Melchior Ndadaye (March 28, 1953 – October 21, 1993) was a Burundian intellectual and politician. He was the first democratically elected and first Hutu president of Burundi after winning the landmark 1993 election. Though he moved to attempt to smooth the country's bitter racial divide, his reforms antagonised soldiers in the Tutsi-dominated army, and he was assassinated amidst a failed military coup in October 1993, after only three months in office. His assassination sparked an array of brutal tit-for-tat massacres between the Tutsi and Hutu ethnic groups, and ultimately sparked the decade-long Burundi Civil War.

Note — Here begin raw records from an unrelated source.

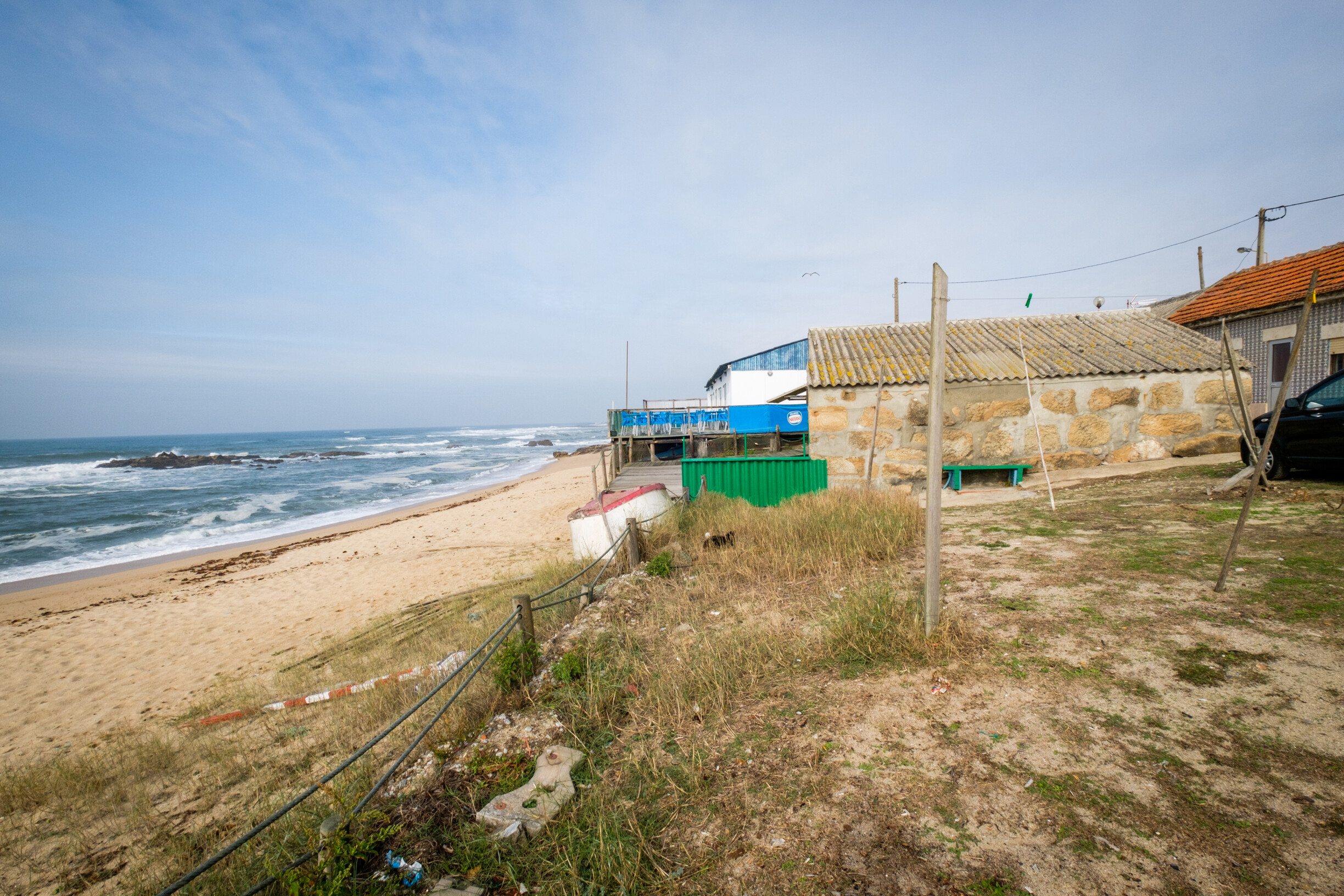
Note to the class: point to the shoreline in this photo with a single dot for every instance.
(140, 645)
(272, 542)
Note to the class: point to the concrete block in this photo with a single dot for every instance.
(524, 812)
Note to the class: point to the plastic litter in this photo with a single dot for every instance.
(412, 873)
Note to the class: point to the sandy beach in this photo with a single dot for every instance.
(140, 645)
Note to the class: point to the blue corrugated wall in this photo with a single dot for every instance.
(785, 358)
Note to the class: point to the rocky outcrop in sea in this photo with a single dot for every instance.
(170, 461)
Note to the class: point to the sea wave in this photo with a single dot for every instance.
(211, 530)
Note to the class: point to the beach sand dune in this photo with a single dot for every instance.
(88, 656)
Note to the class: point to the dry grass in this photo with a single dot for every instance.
(676, 674)
(811, 589)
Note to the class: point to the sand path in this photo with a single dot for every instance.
(84, 657)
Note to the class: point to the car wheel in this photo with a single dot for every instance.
(1276, 465)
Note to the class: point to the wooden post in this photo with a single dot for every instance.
(632, 540)
(1033, 406)
(1260, 244)
(524, 606)
(1247, 430)
(1273, 423)
(933, 506)
(872, 445)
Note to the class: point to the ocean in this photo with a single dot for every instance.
(59, 512)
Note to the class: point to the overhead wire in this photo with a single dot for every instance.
(1069, 271)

Ndadaye was born in the town of Murama in Muramvya Province. He began studying as a teacher, but his education was interrupted by the massacres of 1972, whereupon he was forced to flee to Rwanda to avoid being killed. He finished his degree in education at the National University of Rwanda, and then completed a second degree in banking at the National Academy of Arts and Trades in France. He worked as a banker thereafter.

Ndadaye had become involved in politics while in Rwanda, serving as the inaugural president of the Mouvement des Étudiants Progressistes Barundi au Rwanda, a movement of exiled Burundian students from 1976 to 1979. He was involved in the foundation of the Burundi Workers' Party in 1979, and was actively involved in the party until his resignation in 1983 as a result of a dispute over party strategy. Ndadaye returned to Burundi in September of that year, by which time he was developing a political following of his own.